Along with the tremors, stiff muscles and difficulty walking, about a third of Parkinson’s patients experience hallucinations. And for one patient, those hallucinations were both horrible and predictive. He smelled an intense, skunk-like, oniony smell that got worse when a storm was coming. According to the International Journal of Biometeorology, he is the “first reported case of weather-induced exacerbation of phantosmia.”

The case study says that the patient, a 64-year-old white male with Parkinson’s, these phantom smells would suddenly intensify two to three hours before a storm and last until it has passed. This also isn’t the first time, the patient has been a weather predictor. “Twenty years prior, he reported the ability to forecast the weather, based on pain in a torn meniscus, which vanished after surgical repair,” the researchers report.

Storms weren’t the only thing that triggered the patient’s terrible smell hallucinations; they could also be summoned via “coughing, nasal congestion, and tiredness.” They could be banished by eating—which has caused the patient to gain weight—and also by “watching TV, nasal irrigation … occluding the nostrils … snorting salt water, blowing of the nose, laughing … humming and talking.”

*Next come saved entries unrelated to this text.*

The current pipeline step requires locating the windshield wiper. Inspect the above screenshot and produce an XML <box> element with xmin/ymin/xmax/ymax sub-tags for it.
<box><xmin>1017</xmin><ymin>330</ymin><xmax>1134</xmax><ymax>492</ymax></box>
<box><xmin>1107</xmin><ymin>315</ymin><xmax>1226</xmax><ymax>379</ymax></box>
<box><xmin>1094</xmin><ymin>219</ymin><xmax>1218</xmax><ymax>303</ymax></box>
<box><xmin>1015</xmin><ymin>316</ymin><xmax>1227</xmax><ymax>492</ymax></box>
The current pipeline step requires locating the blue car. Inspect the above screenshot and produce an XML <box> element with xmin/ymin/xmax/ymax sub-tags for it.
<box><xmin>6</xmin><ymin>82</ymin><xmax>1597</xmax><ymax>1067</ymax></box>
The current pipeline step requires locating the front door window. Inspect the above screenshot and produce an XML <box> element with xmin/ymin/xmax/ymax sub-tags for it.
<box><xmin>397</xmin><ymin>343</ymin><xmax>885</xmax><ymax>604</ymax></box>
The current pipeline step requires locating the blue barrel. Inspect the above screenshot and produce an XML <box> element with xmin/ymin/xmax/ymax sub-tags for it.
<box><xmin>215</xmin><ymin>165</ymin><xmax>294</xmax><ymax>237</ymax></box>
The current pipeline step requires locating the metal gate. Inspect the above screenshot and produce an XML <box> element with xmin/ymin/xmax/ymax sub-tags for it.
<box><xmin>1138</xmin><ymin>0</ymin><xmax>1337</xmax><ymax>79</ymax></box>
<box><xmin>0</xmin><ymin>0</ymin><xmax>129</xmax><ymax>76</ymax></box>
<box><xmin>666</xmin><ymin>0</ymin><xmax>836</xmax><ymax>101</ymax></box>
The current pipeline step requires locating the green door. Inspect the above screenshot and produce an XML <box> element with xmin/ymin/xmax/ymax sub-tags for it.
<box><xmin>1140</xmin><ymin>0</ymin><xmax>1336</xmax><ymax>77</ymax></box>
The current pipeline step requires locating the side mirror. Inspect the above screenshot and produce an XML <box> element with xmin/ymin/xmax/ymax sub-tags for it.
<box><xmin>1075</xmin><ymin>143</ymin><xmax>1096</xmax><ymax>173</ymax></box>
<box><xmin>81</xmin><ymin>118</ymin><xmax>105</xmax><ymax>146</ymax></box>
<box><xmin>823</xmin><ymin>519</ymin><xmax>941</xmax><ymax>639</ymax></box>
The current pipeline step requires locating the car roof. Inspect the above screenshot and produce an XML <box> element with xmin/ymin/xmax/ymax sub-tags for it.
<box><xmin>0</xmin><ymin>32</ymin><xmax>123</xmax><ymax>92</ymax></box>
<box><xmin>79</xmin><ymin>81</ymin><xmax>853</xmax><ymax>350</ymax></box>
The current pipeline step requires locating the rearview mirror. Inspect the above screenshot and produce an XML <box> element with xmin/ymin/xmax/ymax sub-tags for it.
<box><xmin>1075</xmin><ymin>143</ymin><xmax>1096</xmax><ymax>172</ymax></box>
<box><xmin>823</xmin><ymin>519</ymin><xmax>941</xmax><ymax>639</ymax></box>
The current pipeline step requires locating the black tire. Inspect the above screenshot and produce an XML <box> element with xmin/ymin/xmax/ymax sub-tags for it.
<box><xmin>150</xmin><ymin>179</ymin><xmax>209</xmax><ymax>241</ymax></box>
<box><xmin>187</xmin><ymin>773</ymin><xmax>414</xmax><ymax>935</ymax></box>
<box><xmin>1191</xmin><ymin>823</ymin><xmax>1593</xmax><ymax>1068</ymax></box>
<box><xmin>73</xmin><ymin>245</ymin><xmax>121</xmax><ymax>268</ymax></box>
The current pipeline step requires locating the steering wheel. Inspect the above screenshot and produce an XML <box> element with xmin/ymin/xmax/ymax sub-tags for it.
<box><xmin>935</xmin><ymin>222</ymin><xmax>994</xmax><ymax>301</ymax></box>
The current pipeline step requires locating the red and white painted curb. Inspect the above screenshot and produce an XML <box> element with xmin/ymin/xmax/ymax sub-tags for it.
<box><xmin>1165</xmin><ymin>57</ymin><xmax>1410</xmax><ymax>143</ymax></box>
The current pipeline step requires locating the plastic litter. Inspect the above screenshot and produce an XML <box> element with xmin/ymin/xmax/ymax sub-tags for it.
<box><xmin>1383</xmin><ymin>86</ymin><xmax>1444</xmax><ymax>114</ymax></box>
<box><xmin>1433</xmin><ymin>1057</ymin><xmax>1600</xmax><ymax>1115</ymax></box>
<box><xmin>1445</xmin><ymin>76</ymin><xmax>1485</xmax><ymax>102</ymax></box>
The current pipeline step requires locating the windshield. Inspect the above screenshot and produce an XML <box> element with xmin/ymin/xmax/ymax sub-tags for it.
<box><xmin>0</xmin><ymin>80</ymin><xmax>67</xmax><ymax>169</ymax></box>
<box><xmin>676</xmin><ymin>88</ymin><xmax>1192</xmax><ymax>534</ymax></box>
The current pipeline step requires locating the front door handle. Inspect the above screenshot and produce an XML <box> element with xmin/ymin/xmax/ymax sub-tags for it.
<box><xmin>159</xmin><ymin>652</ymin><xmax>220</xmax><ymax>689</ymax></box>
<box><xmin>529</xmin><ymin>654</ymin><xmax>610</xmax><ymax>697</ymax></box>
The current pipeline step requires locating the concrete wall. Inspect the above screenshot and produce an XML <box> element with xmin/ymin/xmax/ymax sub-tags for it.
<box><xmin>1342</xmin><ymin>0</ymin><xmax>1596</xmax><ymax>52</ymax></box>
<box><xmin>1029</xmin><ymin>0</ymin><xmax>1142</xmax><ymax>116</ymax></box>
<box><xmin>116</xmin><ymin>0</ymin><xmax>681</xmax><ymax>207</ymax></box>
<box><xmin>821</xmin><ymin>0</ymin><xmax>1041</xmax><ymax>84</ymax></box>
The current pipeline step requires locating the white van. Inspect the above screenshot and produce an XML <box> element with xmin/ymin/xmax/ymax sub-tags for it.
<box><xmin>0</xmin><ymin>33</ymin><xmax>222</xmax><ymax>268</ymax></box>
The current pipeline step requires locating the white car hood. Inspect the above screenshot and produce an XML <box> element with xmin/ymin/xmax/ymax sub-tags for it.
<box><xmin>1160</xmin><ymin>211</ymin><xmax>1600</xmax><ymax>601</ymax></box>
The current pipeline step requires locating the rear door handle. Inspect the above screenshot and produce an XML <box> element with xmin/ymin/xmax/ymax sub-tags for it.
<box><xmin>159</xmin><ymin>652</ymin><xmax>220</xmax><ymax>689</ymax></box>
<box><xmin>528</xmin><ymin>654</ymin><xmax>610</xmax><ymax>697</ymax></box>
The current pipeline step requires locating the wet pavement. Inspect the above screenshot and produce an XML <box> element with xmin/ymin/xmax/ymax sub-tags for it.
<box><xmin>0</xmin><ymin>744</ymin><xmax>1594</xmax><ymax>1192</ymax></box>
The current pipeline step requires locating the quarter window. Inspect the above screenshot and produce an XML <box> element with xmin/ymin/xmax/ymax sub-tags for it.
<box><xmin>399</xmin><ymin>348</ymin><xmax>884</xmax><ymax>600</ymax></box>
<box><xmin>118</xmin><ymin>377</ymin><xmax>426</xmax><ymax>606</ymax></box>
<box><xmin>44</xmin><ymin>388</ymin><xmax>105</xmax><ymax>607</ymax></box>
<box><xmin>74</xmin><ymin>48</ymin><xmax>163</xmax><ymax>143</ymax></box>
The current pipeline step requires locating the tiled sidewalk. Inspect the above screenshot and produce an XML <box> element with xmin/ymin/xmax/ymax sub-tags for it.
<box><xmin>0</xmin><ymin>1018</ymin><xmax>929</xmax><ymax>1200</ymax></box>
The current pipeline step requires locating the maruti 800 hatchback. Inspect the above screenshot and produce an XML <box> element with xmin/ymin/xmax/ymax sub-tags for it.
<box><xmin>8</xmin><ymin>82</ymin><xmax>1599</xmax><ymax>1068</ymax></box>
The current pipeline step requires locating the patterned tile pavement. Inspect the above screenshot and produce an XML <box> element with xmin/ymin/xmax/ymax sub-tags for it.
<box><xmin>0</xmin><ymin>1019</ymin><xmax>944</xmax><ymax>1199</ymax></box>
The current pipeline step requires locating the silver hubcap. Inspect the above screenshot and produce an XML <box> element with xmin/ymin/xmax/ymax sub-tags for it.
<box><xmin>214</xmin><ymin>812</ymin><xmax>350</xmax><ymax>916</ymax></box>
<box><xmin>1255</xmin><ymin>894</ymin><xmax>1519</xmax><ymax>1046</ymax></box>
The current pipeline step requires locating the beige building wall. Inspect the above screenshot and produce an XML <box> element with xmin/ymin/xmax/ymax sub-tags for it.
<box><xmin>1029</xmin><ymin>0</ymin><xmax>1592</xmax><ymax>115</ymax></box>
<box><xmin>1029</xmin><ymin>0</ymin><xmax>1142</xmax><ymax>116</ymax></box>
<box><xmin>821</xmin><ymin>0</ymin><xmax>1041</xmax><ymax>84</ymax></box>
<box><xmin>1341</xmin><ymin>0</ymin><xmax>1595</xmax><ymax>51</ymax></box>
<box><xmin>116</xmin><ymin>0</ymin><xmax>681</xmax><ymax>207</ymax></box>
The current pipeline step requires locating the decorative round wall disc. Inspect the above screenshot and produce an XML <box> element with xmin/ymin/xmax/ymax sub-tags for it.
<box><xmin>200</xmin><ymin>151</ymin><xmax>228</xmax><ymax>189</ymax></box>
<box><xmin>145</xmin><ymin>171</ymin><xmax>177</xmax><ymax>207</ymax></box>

Man Can Predict Weather With Phantom Smells

Now, the doctors didn’t actually test the patient’s weather prediction accuracy. Which means that he could simply be misattributing his smelly signals. Christian Jarrett at Research Digest suggests:

Just as we tend to remember all those times that we received a phone call from a friend or relative just when we were thinking of them – but none of the more numerous times when we weren’t – perhaps this patient’s purported forecasting ability is a trick of memory. This explanation is supported by the fact that twenty years earlier the patient claimed to predict the weather based on worsening of pain in a torn cartilage. This history may have led him to expect other sensory experiences to be weather-related and to seek out meteorological associations with his phantom smells that may not be real.
So the Weather Channel will probably not be hiring this man to predict storms any time soon. The doctors say that their patient is probably not a magical weather predictor, but rather an interesting case of how environmental factors like air pressure could trigger pathways in the brain and cause these kinds of feelings and hallucinations. With that understanding, perhaps they can rid this poor man from his smelly hallucinations.